Amo Sex Education, e penso che abbia confezionato una magnifica seconda stagione, come ho avuto modo di scrivere nel mio post in proposito. Purtroppo però
non sono mancati gli scivoloni. Penso a una storia del quinto episodio (2.05),
scritto da Alice Seabright, piena di errori su tutta la linea. Jean (Gillian
Anderson) tiene a casa sua un seminario rivolto ad un gruppo di donne sui “punti
di piacere all’interno della vagina”.
Punto primo, mi rendo
conto che nell’usare un modellino in plastica delle pudenda femminili (come da immagine che è un fotogramma della puntata), si usa quello che si trova sul mercato, ma nell’indicare
il clitoride, che qui sembrava una specie di chiodino e che per ragioni umoristiche
si commenta non essere estraibile nella realtà, si poteva magari cogliere l’occasione
proprio per ricordare come se ne conosca poco la forma, tanto che molti non lo
sanno riconoscere. Se le scuole francesi dalle elementari alle superiori
possono avere primo clitoride 3D open-source al mondo, anatomicamente corretto,
utilizzato per l'educazione sessuale nelle scuole (si legga qui
sul Guardian in proposito),
sicuramente potrà permetterselo anche la produzione della serie.
Punto secondo, se si
parla di punti di piacere all’interno della vagina, non si può sicuramente
partire dal clitoride, che non fa parte della vagina, ma semmai della vulva.
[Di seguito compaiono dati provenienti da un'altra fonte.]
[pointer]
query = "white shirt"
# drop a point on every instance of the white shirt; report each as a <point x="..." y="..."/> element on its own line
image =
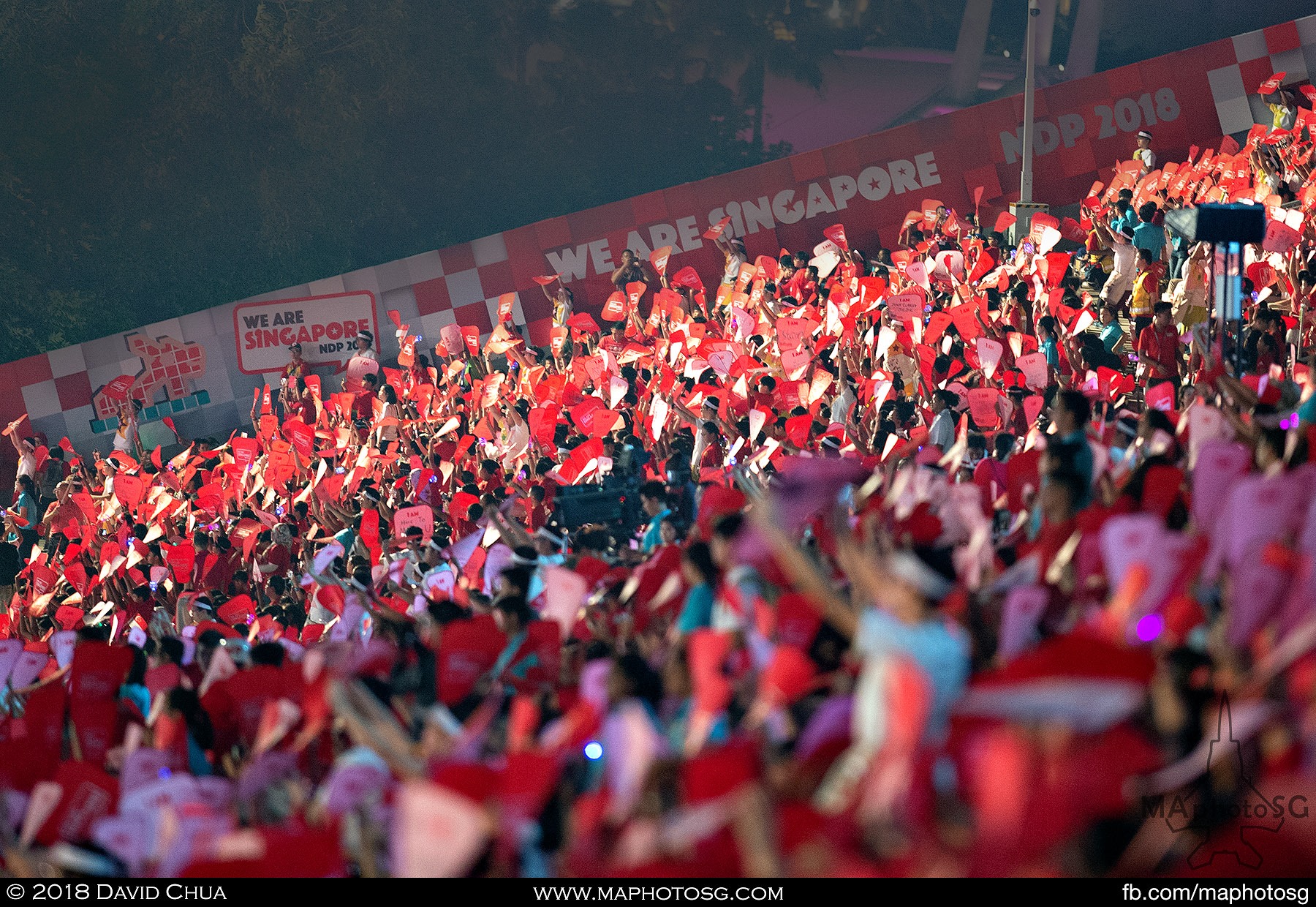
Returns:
<point x="124" y="436"/>
<point x="733" y="266"/>
<point x="842" y="404"/>
<point x="28" y="461"/>
<point x="942" y="432"/>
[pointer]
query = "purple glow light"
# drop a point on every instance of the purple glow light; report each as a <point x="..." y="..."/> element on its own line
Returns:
<point x="1151" y="627"/>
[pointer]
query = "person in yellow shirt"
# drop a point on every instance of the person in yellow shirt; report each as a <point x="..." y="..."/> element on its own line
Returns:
<point x="1146" y="291"/>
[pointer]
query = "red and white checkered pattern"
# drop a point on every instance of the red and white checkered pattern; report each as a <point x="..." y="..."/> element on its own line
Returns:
<point x="1289" y="48"/>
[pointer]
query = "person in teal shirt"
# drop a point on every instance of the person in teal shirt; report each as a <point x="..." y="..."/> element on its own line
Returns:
<point x="1046" y="342"/>
<point x="653" y="499"/>
<point x="133" y="689"/>
<point x="1111" y="331"/>
<point x="702" y="576"/>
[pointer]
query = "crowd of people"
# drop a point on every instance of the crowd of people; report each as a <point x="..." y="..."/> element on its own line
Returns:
<point x="960" y="557"/>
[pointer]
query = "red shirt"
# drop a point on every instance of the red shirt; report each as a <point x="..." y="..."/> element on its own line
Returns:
<point x="363" y="407"/>
<point x="1161" y="347"/>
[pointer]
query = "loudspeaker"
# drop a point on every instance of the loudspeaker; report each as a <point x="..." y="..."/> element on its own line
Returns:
<point x="1219" y="223"/>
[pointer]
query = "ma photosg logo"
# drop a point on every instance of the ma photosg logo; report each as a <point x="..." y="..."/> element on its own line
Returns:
<point x="1249" y="813"/>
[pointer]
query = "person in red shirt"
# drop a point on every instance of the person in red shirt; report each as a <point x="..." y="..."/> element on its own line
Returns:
<point x="536" y="513"/>
<point x="363" y="407"/>
<point x="1158" y="348"/>
<point x="300" y="402"/>
<point x="990" y="474"/>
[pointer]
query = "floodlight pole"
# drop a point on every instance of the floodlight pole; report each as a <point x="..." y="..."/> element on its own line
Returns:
<point x="1026" y="177"/>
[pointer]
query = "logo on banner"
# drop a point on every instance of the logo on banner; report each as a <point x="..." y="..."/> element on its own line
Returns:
<point x="167" y="364"/>
<point x="1240" y="826"/>
<point x="327" y="328"/>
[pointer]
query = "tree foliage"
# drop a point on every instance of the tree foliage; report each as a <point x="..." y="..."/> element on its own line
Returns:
<point x="164" y="156"/>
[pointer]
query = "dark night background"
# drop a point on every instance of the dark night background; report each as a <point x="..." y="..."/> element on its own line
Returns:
<point x="158" y="157"/>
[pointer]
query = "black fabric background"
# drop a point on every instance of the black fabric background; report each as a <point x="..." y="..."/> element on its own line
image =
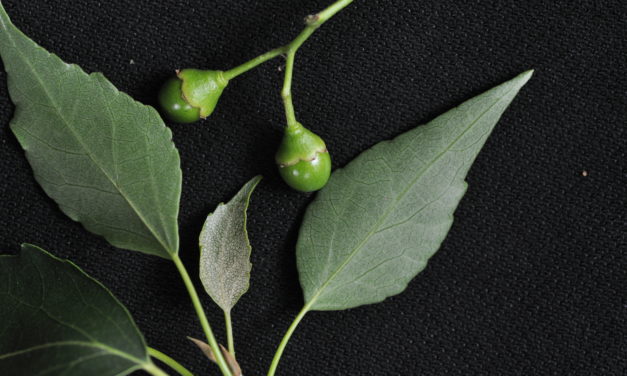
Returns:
<point x="532" y="277"/>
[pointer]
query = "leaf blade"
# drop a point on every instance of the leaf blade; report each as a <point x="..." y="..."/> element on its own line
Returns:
<point x="108" y="161"/>
<point x="62" y="321"/>
<point x="225" y="250"/>
<point x="403" y="193"/>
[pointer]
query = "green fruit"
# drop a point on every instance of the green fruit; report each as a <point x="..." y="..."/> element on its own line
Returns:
<point x="303" y="159"/>
<point x="308" y="176"/>
<point x="192" y="95"/>
<point x="174" y="105"/>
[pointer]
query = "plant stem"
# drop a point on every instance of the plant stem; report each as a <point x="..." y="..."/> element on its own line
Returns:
<point x="313" y="22"/>
<point x="229" y="332"/>
<point x="226" y="371"/>
<point x="286" y="338"/>
<point x="169" y="361"/>
<point x="232" y="73"/>
<point x="154" y="370"/>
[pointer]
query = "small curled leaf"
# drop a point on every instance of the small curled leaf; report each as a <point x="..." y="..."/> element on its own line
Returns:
<point x="225" y="250"/>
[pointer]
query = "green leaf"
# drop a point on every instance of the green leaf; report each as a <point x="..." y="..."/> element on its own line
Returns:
<point x="108" y="161"/>
<point x="380" y="219"/>
<point x="225" y="250"/>
<point x="56" y="320"/>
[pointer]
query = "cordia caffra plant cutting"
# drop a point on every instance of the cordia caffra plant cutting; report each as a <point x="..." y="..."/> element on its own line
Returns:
<point x="113" y="167"/>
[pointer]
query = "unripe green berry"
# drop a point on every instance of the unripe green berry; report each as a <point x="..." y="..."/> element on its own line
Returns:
<point x="192" y="95"/>
<point x="174" y="105"/>
<point x="303" y="159"/>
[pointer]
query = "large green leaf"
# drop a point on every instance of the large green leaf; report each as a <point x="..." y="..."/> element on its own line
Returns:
<point x="56" y="320"/>
<point x="379" y="220"/>
<point x="108" y="161"/>
<point x="225" y="250"/>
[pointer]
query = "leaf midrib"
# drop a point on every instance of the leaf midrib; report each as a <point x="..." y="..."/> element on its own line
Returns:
<point x="97" y="345"/>
<point x="79" y="140"/>
<point x="371" y="232"/>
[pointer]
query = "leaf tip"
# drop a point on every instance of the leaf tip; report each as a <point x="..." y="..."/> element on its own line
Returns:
<point x="526" y="75"/>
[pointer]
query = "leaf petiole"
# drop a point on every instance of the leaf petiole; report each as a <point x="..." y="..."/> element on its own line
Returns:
<point x="169" y="361"/>
<point x="201" y="316"/>
<point x="229" y="332"/>
<point x="154" y="370"/>
<point x="286" y="338"/>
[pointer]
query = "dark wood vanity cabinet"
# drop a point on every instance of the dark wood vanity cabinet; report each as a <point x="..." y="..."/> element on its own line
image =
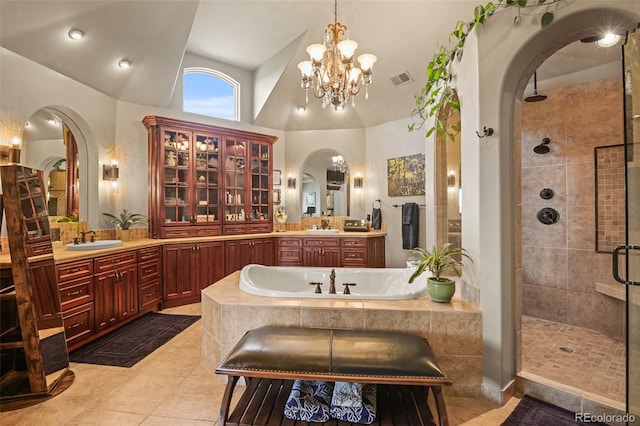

Ora, anche qui, sono consapevole che nel linguaggio si usi regolarmente ‘vagina’
per intendere ‘vulva’, ma sono altrettanto consapevole che il fatto che farlo regolarmente
non lo rende corretto. Non solo, culturalmente è molto criticata questa
riduzione che è storicamente vista come una visione patriarcale intesa a dare
valore solo al piacere maschile e non a quello femminile (che può esserci anche
senza il coinvolgimento della vagina). Non serve avere chissà quali approfondite
conoscenze femministe o di critica freudiana o chi sa che cosa. Sono le basi,
proprio. E qui proprio non ci sono. Un delitto in una stagione che mi sembra
abbia cercato di dare un peso maggiore alla parte femminile della sessualità.
Punto terzo. Il
personaggio in questione è una sessuologa professionista che trova ragionevole
lasciare il gruppo a cui sta facendo lezione per una litigata a latere con il
compagno che sta installando in cucina delle mensole. Sebbene sia chiaro l’intendo
umoristico, è stato fuori luogo e professionalmente svalutante per il
personaggio. È stato imbarazzante, ma per le ragioni sbagliate.
Punto quarto. Si sta
parlando di piacere femminile e di scoperta dell’anatomia femminile. Quando
Jean rientra dal suo alterco con il compagno e riprende la lezione, subito
prima di staccare su un’altra scena e situazione, invita la compagnia muliebre
a tirare fuori degli specchietti. Uno evidentemente si immagina che, secondo
quanto si faceva già negli anni ’70 se non prima, si guarderanno poi le proprie
parti intime. Tutto bene. Ma allora perché
quando la moglie del preside, che poco prima aveva manifestato la
preoccupazione del fatto di essere molto arrugginita, per così dire, si sente l’esigenza
di dire quasi sottovoce “Venga a
trovarmi dopo, ho una cosa che potrebbe aiutarla”? Quella cosa che poteva
aiutarla, lo vediamo in seguito quando questa lo usa, è un semplicissimo
vibratore. Vuol dire che per tutte le altre che erano lì quell’oggetto non era
contemplato? Ma andiamo! Va bene che per una ragione di costi non poteva magari
regalarne uno a destra a manca, ma in un corso del genere esce una domanda di
questo tipo e lei non coglie la palla al balzo per parlarne a tutte? Ma che
corso è? Di questi tempi è già tanto che non sia una marca
di vibratori a sponsorizzarglielo.
Punto quinto. G. No, così, giusto per
battuta. Almeno quello ci rimane. Non ho altre obiezioni. Le quattro sopra
direi che sono più che sufficienti. E con qualcun altro si poteva anche
soprassedere, con questa serie proprio no. Non sono stati punti di piacere, posso dirlo.